John not only used fire as image of renewal – he used it also as an image of consequences and punishment.  His sermon went like this in Luke 3, as he chastised the religious leaders who came out to hear him:  “You children of snakes!  Who warned you to flee from the wrath to come?......Even now the axe is laid to the root of the trees;  every tree therefore that does not bear good fruit is cut down and thrown into the fire.”  When the leaders and the people asked him what they could do to escape this kind of fire, he told them to share food and clothes with the poor, to refrain from cheating people and to stop robbing people.  For John, the warmth of God’s love was a fire that burned for justice and for equity.

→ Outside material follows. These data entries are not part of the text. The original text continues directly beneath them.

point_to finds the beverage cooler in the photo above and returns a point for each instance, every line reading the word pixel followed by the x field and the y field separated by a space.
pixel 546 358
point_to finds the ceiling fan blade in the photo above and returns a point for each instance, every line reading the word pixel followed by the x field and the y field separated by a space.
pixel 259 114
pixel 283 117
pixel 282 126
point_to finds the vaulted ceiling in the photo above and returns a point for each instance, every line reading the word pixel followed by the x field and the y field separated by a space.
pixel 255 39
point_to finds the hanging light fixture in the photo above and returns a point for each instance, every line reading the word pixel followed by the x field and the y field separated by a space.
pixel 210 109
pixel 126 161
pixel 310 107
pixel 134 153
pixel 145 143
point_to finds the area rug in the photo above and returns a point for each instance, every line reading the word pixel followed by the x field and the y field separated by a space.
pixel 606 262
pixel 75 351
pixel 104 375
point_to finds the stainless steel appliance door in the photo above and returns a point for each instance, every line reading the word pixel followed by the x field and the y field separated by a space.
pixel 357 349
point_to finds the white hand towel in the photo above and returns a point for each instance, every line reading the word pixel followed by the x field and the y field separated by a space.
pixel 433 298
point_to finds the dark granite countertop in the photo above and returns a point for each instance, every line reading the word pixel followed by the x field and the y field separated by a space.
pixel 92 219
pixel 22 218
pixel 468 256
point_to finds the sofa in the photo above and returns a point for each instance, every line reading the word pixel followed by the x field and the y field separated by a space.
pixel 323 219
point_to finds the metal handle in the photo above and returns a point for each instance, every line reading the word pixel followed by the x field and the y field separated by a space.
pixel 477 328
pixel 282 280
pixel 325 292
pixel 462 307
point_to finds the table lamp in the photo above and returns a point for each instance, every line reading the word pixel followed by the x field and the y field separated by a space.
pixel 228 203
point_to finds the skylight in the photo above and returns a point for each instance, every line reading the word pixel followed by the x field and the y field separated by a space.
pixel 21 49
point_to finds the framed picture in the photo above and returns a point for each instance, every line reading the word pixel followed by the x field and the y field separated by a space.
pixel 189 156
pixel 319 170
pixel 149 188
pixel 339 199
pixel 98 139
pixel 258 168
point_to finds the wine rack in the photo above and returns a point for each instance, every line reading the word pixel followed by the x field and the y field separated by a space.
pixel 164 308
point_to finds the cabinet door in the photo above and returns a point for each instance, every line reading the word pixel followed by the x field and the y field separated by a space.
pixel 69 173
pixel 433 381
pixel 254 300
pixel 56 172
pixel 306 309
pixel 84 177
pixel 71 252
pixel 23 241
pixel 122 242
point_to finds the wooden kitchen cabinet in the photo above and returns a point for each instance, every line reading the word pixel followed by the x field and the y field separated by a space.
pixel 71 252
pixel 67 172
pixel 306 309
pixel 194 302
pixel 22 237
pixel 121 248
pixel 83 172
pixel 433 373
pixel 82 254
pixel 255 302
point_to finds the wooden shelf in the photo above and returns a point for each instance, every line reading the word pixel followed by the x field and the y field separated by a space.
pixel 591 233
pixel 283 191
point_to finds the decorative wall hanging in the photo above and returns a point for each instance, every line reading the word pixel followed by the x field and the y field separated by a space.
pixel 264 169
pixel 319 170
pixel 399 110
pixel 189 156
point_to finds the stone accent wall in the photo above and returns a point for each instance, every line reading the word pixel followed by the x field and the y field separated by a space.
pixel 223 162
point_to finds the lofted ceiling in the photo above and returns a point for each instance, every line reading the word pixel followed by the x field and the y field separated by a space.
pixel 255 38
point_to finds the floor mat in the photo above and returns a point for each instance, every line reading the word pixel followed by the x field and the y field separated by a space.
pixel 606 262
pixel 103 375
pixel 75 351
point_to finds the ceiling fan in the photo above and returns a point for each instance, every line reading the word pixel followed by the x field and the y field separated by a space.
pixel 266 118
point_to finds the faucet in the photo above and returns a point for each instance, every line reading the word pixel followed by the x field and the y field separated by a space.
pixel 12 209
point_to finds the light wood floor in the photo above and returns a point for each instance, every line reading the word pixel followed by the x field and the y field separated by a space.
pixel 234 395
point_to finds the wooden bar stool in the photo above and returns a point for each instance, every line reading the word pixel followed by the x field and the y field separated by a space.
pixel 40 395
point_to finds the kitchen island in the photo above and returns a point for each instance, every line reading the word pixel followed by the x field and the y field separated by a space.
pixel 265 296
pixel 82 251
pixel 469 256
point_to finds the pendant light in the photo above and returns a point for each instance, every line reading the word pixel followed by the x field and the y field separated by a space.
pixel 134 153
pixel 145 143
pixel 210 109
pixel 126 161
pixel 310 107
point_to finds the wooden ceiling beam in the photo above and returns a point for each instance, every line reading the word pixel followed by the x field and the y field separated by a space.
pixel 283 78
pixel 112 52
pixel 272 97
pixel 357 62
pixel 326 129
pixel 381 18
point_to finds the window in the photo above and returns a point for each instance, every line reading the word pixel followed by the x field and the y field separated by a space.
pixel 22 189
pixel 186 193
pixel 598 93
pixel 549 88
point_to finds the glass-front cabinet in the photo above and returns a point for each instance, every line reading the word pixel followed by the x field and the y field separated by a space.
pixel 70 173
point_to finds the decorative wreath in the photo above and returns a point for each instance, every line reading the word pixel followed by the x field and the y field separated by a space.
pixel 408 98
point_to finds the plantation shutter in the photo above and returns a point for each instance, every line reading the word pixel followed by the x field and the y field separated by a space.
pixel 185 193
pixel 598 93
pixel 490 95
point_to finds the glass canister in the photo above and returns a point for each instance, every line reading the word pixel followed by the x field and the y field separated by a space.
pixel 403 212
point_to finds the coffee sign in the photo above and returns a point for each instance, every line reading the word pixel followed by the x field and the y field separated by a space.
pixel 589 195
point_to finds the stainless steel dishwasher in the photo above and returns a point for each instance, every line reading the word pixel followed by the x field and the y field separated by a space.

    Later on in his own ministry, Jesus would pick up this image of John’s fire, as seen in Luke 12: “I came to set the earth on fire, and would that it were already burning.”  John is remembered as being more fiery than Jesus, but both of them were executed by the state, though they burned for justice in different ways.  

    “Stay close to the fire” is a central meaning of Christmas.  One of its meanings is what we saw at the beginning, like that space heater of my youth:  radiating God’s love to sustain us through the coldness of the year.  A second meaning, however, mitigates against our tendency to make Christmas s sentimental and sweet season, when we forget all the troubles of the world and seek to make nice for awhile.  This second meaning reminds us that Christmas is a fire that burns for justice, that the story itself is offensive in so many ways:  a teenager pregnant before marriage, subject to the death penalty;  a male asked to move from the center of life to the margins; a baby born on the streets; the Holy Family forced to flee as refugees to another country in order to escape political persecution and execution.  

    As we gather (even remotely) for this Christmas holiday, let us remember these aspects of the Christmas fire:  warmth and burning for justice.  As I write this, I am waiting for the results of the Electoral College vote, and that political weight tempts me to move towards the warmth of the Christmas fire.  Yet, this very political day reminds me of the need to stay close to the fiery nature of the Christmas fire, to Mary’s Magnificat.  As Rory Cooney put it in the words to the great Christmas song “Canticle of the Turning”:  “My heart shall sing of the day you bring, let the fires of your justice burn.  Wipe away all tears, for the dawn draws near, and the world is about to turn.”  Stay close to the Christmas fire.